Provate a immaginare che cosa sarebbe accaduto se, in una delle serate del Festival di Sanremo, un cantante sul palco avesse detto che Vladimir Putin aveva buone ragioni per invadere l’Ucraina. Oppure se all’Ariston, fra un’esibizione e l’altra, un ospite avesse lanciato un appello contro l’aborto e a favore della vita. Presumo che si sarebbe levato un coro di proteste, avverse alla strumentalizzazione di una manifestazione canora.
E le vestali del politicamente corretto avrebbero chiesto un diritto di replica. I due esempi spiegano quanto sia strumentale la polemica intorno alla frase di Ghali contro il genocidio a Gaza e alla successiva replica della Rai affidata a Mara Venier.
Premesso: nei panni dei dirigenti della tv di Stato io avrei evitato di costringere la conduttrice di Domenica in a leggere un comunicato per dissociarsi dalle dichiarazioni di un cantante. Tuttavia, il caso, con le relative proteste fuori dalle sedi Rai, credo che faccia capire l’uso politico della libertà di parola e le dimensioni di quella che altro non è se non una tempesta in un bicchier d’acqua.
Ghali, cantante italo-tunisino, di fronte a milioni di italiani che certo non erano riuniti davanti alla tv per ascoltare messaggi politici ma solo canzoni, si è sentito in dovere di dire stop al genocidio, con evidente riferimento a ciò che sta accadendo a Gaza. E a chi lo ha criticato, tra questi l’ambasciatore di Israele, ha replicato in diretta tv, nel programma di Mara Venier, parlando dei bambini. E la Rai si è sentita in dovere di rettificare, prendendo le distanze.
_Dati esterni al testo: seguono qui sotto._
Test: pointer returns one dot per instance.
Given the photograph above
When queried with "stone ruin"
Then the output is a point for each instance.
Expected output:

Al che, i soliti contestatori di professione hanno deciso di organizzare manifestazioni di protesta di fronte alle sedi Rai, una delle quali, a Napoli, è finita con cinque agenti feriti e altrettanti manifestanti che hanno dovuto ricorrere alle cure in ospedale. Di qui le solite polemiche, sulla pericolosa deriva fascista nel nostro Paese, dove si vorrebbe vietare a un cantante di dire la sua.
A me pare che in Italia il diritto di manifestare le proprie idee non sia affatto in pericolo. Semmai, a essere a rischio è il buon senso. Chiunque abbia visto le immagini degli scontri davanti alla sede Rai di Napoli credo si sia reso conto che se cerchi di forzare il cordone di polizia per irrompere all’interno della redazione, la polizia non può che fare ciò per cui è stata schierata, ovvero impedirlo, anche a costo di dare qualche manganellata. Non si sta instaurando un regime, si sta solo facendo rispettare l’ordine pubblico. A maggior ragione, se i manifestanti premono sugli agenti schiacciandoli contro la cancellata.
Quanto a Ghali, i cantanti, come chiunque altro, hanno diritto di dire la loro. Ci mancherebbe. Il problema è evitare di trasformare una manifestazione canora in un talk show politico. Che senso ha dire «Stop al genocidio» se non c’è la possibilità di discutere di quello che sta accadendo a Gaza e in Israele. Certo, se l’intenzione di Ghali era far parlare di sé, il cantante ci è riuscito perfettamente, ma se invece voleva far approfondire la situazione in Palestina direi che ha fallito, perché si è parlato più di lui e della presunta censura della Rai che di bombe e terrorismo. Quanto avranno capito gli italiani di quell’accusa di genocidio? Credo niente. E se l’ambasciatore d’Israele non avesse reagito, penso che nessuno si sarebbe dato pena per la frase di Ghali. Questo vuol dire che il rapper ha fatto bene?
No, io penso che il Festival dovrebbe rimanere una manifestazione canora e non un palco in cui ognuno lancia il proprio appello. Già trovai sbagliato, lo scorso anno, la lettura del messaggio di Zelensky, così come credo che sia stato di nessuna utilità il comunicato degli agricoltori letto da Amadeus nella serata del Festival. Non è Sanremo il luogo giusto per discutere di Ucraina, di Palestina o di politiche agricole ed europee. All’Ariston va in scena la canzone italiana, nel bene e nel male. Forse più nel male che nel bene. Ma questo è un altro discorso. Insomma, stop al chiacchiericcio.